XML: The What, Why, Where and Hows Explained by a Newbie
If you’re looking for an in depth, super technical, ultra descriptive piece about what XML is and what it does then (if I were you) I’d probably keep searching. However, if (like me) you’ve just found out that XML is not just a representation of someone who doesn’t know their alphabet then let me enlighten you on the very basics.
Firstly, XML stands for EXtensible Markup Language. The key word there is ‘Extensible’. This means it is a markup language that can be expanded or added to by it’s users and still be usable by the application that is displaying it. Okay so I’m jumping ahead of myself. I should explain that XML doesn’t actually do anything. It is just information surrounded by tags. Software must be used if one would like to store, display, send and receive it.
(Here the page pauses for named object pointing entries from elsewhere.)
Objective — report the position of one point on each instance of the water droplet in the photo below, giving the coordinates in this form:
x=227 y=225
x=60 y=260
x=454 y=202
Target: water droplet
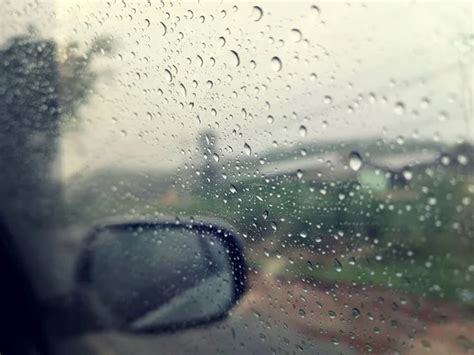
x=276 y=64
x=399 y=108
x=222 y=41
x=315 y=11
x=355 y=313
x=302 y=131
x=407 y=173
x=355 y=161
x=296 y=35
x=327 y=99
x=236 y=58
x=247 y=149
x=257 y=13
x=168 y=76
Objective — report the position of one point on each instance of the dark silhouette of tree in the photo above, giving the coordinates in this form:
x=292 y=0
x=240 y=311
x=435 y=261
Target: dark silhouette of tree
x=38 y=89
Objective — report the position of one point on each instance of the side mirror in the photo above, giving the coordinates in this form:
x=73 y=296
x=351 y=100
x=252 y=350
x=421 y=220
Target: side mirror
x=152 y=277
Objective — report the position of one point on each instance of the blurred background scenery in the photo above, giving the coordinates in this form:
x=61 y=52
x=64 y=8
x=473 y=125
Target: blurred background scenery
x=336 y=138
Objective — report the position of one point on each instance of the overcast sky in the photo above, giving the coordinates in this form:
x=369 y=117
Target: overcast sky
x=343 y=74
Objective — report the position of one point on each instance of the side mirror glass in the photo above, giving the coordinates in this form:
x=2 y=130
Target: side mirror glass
x=149 y=277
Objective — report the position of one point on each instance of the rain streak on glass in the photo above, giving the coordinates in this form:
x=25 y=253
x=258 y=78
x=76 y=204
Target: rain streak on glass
x=276 y=64
x=257 y=13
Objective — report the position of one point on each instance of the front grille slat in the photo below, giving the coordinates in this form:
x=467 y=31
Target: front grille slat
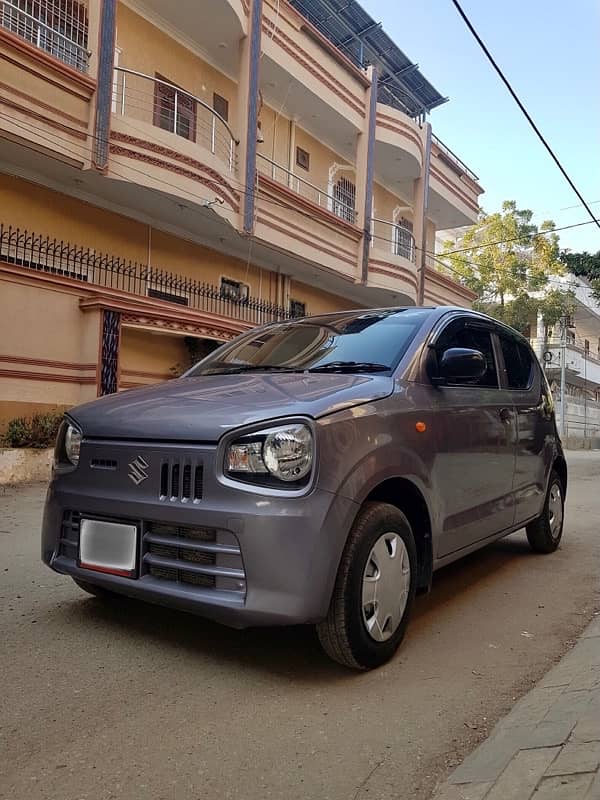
x=181 y=481
x=176 y=541
x=204 y=569
x=205 y=558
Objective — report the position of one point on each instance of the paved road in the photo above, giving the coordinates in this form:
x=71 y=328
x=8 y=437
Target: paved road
x=135 y=702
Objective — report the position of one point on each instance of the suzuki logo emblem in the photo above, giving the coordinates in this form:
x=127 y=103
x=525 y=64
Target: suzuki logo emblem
x=138 y=470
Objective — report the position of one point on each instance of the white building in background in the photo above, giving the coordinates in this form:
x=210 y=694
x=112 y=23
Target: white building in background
x=582 y=362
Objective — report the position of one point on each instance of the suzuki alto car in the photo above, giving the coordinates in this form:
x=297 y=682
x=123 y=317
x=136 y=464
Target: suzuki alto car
x=313 y=471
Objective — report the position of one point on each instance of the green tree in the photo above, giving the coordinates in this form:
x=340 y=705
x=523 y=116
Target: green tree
x=584 y=265
x=511 y=267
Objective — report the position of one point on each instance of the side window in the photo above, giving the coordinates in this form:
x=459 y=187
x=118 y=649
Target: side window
x=518 y=362
x=472 y=339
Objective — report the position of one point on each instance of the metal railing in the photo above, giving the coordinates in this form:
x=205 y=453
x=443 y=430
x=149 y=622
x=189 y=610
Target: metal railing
x=304 y=188
x=454 y=159
x=43 y=254
x=392 y=237
x=157 y=102
x=59 y=27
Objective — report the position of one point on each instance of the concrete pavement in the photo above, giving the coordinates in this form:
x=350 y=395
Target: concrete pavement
x=548 y=747
x=112 y=701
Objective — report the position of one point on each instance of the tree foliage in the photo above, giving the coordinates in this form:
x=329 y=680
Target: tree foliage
x=512 y=269
x=584 y=265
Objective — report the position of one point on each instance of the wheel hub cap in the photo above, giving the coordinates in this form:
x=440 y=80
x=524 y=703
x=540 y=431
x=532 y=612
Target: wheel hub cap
x=386 y=584
x=555 y=510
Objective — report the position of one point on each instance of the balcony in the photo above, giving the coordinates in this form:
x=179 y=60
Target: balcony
x=329 y=242
x=99 y=273
x=454 y=189
x=171 y=130
x=392 y=258
x=339 y=201
x=58 y=27
x=583 y=366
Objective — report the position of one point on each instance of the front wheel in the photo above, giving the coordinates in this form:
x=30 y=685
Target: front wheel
x=374 y=590
x=544 y=533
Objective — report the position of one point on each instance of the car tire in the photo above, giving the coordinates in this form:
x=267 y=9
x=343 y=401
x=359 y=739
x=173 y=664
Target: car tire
x=98 y=591
x=544 y=533
x=360 y=631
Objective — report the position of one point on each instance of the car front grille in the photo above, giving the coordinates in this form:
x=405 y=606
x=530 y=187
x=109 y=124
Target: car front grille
x=183 y=481
x=208 y=558
x=200 y=556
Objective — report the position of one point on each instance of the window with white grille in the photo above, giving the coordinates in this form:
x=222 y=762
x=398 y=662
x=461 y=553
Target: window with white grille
x=59 y=27
x=344 y=199
x=404 y=242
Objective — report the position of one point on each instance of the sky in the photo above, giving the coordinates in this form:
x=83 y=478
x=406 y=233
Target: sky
x=550 y=53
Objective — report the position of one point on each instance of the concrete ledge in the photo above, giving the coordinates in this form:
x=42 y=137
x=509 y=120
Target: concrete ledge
x=22 y=465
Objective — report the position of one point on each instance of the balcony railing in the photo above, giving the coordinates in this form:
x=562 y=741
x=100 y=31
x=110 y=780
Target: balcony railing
x=59 y=27
x=43 y=254
x=157 y=102
x=392 y=238
x=305 y=189
x=454 y=160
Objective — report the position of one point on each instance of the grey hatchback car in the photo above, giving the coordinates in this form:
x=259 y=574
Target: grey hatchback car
x=312 y=471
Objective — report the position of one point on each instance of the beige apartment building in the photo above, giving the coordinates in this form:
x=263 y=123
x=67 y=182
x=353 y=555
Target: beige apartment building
x=173 y=173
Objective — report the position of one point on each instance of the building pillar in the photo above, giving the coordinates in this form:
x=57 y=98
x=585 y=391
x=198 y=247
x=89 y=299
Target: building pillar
x=104 y=88
x=365 y=156
x=421 y=204
x=248 y=87
x=109 y=352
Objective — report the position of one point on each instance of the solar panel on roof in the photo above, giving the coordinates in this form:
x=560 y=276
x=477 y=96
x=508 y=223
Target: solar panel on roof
x=356 y=34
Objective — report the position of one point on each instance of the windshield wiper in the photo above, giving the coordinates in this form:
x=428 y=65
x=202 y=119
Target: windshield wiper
x=350 y=366
x=237 y=368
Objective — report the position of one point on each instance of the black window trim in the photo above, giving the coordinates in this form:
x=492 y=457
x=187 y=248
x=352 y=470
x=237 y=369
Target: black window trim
x=471 y=322
x=508 y=333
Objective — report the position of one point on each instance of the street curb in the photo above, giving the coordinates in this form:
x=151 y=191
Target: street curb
x=549 y=744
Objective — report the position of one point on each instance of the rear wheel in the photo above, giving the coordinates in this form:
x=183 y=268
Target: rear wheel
x=97 y=591
x=374 y=590
x=544 y=533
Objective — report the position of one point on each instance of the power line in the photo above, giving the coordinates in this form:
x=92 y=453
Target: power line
x=524 y=238
x=524 y=110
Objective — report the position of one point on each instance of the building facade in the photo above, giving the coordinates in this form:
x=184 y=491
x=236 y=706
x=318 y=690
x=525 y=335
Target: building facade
x=579 y=344
x=172 y=174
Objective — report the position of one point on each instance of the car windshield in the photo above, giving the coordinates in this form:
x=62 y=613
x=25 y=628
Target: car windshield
x=364 y=341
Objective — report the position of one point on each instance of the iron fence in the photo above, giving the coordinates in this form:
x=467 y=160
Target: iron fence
x=43 y=254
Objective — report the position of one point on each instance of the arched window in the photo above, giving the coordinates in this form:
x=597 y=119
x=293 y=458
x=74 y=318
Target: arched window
x=344 y=199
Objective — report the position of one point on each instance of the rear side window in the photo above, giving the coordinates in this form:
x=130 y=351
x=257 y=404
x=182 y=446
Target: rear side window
x=518 y=362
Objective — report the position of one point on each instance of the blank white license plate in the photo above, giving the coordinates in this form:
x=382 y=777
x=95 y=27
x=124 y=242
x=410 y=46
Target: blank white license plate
x=107 y=547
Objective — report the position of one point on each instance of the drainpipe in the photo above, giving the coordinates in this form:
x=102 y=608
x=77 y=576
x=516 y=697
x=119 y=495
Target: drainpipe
x=421 y=200
x=104 y=90
x=364 y=174
x=248 y=101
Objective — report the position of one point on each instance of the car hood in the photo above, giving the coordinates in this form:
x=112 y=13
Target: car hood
x=202 y=409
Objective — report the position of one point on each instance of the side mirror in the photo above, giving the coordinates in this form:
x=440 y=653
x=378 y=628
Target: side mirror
x=461 y=365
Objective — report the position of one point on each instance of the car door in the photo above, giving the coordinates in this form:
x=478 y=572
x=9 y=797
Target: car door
x=474 y=463
x=535 y=427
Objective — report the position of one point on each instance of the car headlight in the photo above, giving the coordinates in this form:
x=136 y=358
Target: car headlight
x=72 y=444
x=283 y=453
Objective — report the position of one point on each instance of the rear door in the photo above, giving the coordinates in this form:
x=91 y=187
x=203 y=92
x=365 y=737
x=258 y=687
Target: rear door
x=474 y=463
x=535 y=427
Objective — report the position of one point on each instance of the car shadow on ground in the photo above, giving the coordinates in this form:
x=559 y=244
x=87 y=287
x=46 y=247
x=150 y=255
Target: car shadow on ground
x=291 y=652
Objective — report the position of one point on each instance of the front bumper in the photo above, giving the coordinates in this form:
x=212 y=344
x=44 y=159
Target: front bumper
x=260 y=559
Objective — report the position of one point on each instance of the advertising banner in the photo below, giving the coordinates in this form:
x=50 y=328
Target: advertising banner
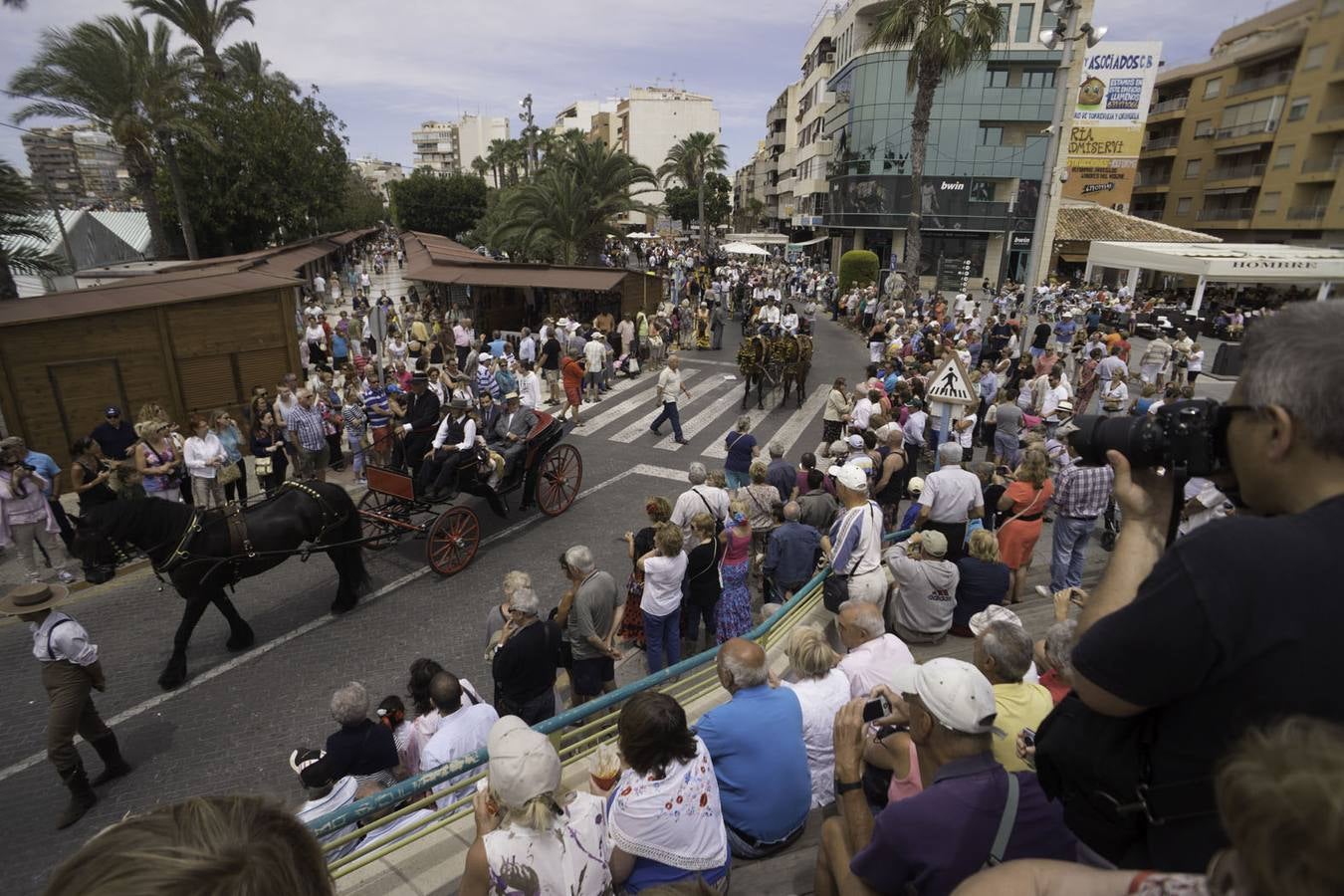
x=1106 y=126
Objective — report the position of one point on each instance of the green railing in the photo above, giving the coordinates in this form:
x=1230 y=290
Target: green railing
x=575 y=734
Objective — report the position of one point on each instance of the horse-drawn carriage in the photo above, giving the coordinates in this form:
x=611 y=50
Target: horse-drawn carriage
x=549 y=476
x=777 y=361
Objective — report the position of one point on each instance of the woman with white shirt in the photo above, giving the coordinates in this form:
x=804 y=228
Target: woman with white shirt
x=663 y=568
x=821 y=691
x=204 y=454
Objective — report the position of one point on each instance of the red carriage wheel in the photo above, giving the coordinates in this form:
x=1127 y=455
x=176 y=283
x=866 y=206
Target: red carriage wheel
x=560 y=479
x=453 y=539
x=378 y=535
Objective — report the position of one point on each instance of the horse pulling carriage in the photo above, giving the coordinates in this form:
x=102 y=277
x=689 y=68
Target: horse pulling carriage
x=549 y=476
x=204 y=553
x=777 y=361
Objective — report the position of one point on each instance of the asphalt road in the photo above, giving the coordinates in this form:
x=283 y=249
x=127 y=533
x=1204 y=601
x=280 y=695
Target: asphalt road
x=233 y=724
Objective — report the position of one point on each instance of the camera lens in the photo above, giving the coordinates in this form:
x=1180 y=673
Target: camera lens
x=1139 y=438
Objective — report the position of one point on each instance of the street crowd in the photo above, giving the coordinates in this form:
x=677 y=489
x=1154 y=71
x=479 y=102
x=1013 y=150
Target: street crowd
x=1189 y=685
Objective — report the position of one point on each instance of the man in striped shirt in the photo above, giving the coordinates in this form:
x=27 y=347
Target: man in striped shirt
x=1081 y=496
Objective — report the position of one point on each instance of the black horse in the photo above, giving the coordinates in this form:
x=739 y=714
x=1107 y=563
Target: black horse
x=200 y=557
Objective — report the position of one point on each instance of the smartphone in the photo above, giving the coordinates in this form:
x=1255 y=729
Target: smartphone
x=876 y=708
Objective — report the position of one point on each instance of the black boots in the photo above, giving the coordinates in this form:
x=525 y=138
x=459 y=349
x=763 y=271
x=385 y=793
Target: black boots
x=81 y=796
x=113 y=766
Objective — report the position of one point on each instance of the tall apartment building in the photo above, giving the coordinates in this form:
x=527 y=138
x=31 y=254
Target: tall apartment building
x=436 y=148
x=652 y=119
x=986 y=153
x=1248 y=142
x=450 y=146
x=76 y=164
x=473 y=140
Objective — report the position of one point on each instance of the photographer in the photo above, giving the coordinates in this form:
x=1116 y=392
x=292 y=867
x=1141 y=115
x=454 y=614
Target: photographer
x=1233 y=625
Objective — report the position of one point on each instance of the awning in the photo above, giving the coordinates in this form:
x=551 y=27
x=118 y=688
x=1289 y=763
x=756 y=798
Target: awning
x=1226 y=262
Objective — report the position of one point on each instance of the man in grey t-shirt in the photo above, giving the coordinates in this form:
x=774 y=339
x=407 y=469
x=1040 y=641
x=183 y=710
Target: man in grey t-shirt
x=1008 y=429
x=590 y=619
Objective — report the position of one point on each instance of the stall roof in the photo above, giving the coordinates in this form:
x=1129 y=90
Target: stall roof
x=438 y=260
x=140 y=292
x=1225 y=262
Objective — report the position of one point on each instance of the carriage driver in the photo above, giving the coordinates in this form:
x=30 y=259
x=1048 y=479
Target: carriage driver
x=453 y=446
x=70 y=669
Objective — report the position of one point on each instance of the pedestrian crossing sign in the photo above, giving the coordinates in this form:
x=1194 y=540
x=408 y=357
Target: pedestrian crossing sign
x=949 y=384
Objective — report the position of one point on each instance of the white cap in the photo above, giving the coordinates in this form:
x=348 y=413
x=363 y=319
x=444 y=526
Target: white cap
x=953 y=691
x=523 y=762
x=849 y=476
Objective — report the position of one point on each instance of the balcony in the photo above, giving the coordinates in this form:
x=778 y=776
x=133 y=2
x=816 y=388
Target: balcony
x=1306 y=212
x=1259 y=82
x=1168 y=105
x=1250 y=127
x=1160 y=142
x=1236 y=172
x=1226 y=214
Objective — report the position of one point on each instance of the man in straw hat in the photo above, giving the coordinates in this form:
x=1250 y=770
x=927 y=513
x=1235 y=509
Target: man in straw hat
x=70 y=669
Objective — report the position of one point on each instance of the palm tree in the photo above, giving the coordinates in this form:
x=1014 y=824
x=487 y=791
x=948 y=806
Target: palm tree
x=126 y=82
x=19 y=230
x=574 y=203
x=944 y=38
x=204 y=22
x=690 y=160
x=245 y=65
So you’re probably asking “If it doesn’t do anything, then what’s the point of it?” Well let me inform. One of XML’s main features is it is self-descriptive, meaning it can be read by both humans and machines. With many systems today containing data in conflicting formats, large amounts of data needs converting, due to this it is time consuming and some data is often lost. However, because XML stores data in a plain text format it means many new, old and upgrading systems can read the same information with no data lost and it can be converted incredibly quickly.
The Components of XML
So what does this magical XML look like? Below is an example of some simple XML code:
<email>
<date> 26/07/2012 </date>
<time> 17:07 </time>
<from> Janet </from>
<to> James </to>
<subject> Just saying hi </subject>
<body> Hi James, had a lovely chat with you today. You must come over soon. </body>
</email>
From the example above, it is very clear to decipher that it is an email addressed to James from Janet on the date of the 26th July 2012 at 5:07pm. The subject and body of the email are also included. As you can see, the code is made up by different parts.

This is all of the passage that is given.